Comment faire la part entre la bonne et la mauvaise solitude? Il y a la solitude qui fait du bien, synonyme de calme, de repos et de ressourcement. Mais il existe aussi une solitude pesante, celle où l'on se sent envahi par un sentiment d'isolement et de mise à l'écart des autres. Le dossier de la revue Croire pose la question : "La solitude, amie ou ennemie ?" Existe-t-il deux solitudes? En réalité c'est la même tant l'idée de solitude est ambivalente.
 
"Nous ne pouvons pas vivre totalement seuls, que ce soit avec les personnes extérieures mais que ce soit aussi en nous-mêmes"

 

QUAND LA SOLITUDE EST SUBIE
En 2011, la solitude était décrétée grande cause nationale. Mais dans une société où les trois-quarts de la population vivent en ville, à une époque où on n'a jamais eu autant de moyens pour communiquer, de quelle solitude parle-t-on ? "Est-on vraiment seul ?" Le Père Antoni observe que "l'on parle plus de solitude affective peut-être, dans la relation : on sous-entend derrière des relations directes avec un époux, une épouse, éventuellement une communauté, des enfants... Et c'est ça sans doute qui est le plus difficile à vivre".

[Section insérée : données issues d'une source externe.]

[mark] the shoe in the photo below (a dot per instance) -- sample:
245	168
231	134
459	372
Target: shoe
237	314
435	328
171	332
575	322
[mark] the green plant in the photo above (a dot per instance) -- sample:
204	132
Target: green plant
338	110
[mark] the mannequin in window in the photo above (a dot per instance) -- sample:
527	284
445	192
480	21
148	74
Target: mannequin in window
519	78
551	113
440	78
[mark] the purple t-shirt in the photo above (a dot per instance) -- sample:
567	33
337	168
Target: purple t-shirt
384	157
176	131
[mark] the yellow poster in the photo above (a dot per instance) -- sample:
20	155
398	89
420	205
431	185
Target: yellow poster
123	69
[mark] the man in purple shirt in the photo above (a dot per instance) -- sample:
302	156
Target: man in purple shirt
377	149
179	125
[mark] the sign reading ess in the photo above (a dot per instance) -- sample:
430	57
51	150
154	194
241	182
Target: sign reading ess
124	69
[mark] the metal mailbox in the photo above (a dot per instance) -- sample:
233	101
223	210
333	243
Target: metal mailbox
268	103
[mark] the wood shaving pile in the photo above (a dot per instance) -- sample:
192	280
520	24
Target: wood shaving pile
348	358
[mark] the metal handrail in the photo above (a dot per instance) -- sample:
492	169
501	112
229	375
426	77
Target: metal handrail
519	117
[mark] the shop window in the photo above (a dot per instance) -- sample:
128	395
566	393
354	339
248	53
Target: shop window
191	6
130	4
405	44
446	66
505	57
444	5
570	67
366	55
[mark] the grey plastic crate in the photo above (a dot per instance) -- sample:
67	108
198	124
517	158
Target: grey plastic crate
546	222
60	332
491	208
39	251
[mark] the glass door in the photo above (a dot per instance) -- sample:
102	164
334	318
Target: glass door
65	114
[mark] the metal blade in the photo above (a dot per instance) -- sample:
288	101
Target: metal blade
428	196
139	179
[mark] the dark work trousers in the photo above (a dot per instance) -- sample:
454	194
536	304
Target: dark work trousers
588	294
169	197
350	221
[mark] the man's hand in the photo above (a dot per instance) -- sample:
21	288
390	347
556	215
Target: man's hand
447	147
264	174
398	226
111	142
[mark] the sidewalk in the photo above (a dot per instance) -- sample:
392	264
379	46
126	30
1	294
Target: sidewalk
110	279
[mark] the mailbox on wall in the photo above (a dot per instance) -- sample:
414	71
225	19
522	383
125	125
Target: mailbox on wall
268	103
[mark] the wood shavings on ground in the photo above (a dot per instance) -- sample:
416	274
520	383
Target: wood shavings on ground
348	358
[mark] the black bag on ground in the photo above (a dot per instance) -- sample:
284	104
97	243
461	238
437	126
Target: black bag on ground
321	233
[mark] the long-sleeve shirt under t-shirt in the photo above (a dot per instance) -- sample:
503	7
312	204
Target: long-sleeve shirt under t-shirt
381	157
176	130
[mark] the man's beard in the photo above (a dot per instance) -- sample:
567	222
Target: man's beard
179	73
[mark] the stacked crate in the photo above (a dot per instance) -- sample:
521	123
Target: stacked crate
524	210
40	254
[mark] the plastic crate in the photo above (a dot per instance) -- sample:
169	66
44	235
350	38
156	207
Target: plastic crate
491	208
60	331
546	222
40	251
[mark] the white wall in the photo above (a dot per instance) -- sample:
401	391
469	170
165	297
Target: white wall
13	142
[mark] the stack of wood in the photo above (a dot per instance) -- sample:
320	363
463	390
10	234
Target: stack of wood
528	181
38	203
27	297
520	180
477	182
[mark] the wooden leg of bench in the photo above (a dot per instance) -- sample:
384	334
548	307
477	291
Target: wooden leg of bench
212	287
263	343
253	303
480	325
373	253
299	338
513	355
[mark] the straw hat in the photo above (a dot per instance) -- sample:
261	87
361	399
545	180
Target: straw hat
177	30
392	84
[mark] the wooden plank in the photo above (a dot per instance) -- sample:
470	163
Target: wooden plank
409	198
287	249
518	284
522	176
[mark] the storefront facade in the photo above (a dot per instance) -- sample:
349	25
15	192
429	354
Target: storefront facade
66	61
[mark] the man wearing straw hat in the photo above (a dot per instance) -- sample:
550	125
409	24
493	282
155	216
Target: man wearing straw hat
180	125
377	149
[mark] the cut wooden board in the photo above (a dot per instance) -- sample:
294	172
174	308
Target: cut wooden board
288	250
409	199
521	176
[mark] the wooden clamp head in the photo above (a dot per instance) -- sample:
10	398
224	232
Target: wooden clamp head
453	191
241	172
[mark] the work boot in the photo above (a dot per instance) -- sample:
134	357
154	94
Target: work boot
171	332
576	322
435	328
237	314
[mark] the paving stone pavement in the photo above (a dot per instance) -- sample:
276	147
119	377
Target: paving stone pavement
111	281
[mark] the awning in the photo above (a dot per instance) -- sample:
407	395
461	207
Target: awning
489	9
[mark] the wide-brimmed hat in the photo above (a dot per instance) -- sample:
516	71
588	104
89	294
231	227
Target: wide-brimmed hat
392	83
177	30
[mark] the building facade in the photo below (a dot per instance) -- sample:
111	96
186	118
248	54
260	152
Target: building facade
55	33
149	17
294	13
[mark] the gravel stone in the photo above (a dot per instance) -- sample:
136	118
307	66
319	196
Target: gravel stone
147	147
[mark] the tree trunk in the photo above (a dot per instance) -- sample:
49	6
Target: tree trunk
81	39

"Il y a une solitude qui est subie, qui est négative car elle donne avant tout un sentiment d'exclusion", et dont est témoin Monique de Kermadec, auteure du livre "Un sentiment de solitude - Comment en sortir" (éd. Albin Michel) Petit à petit, au cours d'une thérapie, quand ses patients en viennent à évoquer le sentiment d'isolement qui les habite, c'est souvent avec de la culpabilité : "La personne se sentant exclue a du mal à comprendre de quelle façon il ou elle a pu contribuer à cette solitude, 'qu'est-ce que je ne n'ai pas su faire?'"

 

ÉCOUTER ► L'homme seul face à la souffrance

 

LA SPIRALE DE L'ISOLEMENT
Se sentir seul, ça arrive même à des personnes insérées professionnellement et socialement. Ce sentiment de solitude a quelque chose "à voir avec notre propre capacité à établir des liens, ou notre difficulté à en établir", observe Monique de Kermadec. "Je crois que nous avons besoin de constater qu'à un moment à un autre, quelque chose nous rattache à l'autre, nous rattache de manière fondamentale, que nous avons un lien." Apprendre à être seul, ça se joue en grande partie dans la petite enfance, auprès de notre mère. Quoiqu'il en soit, "nous ne pouvons pas vivre totalement seuls, que ce soit avec les personnes extérieures mais que ce soit aussi en nous-mêmes". 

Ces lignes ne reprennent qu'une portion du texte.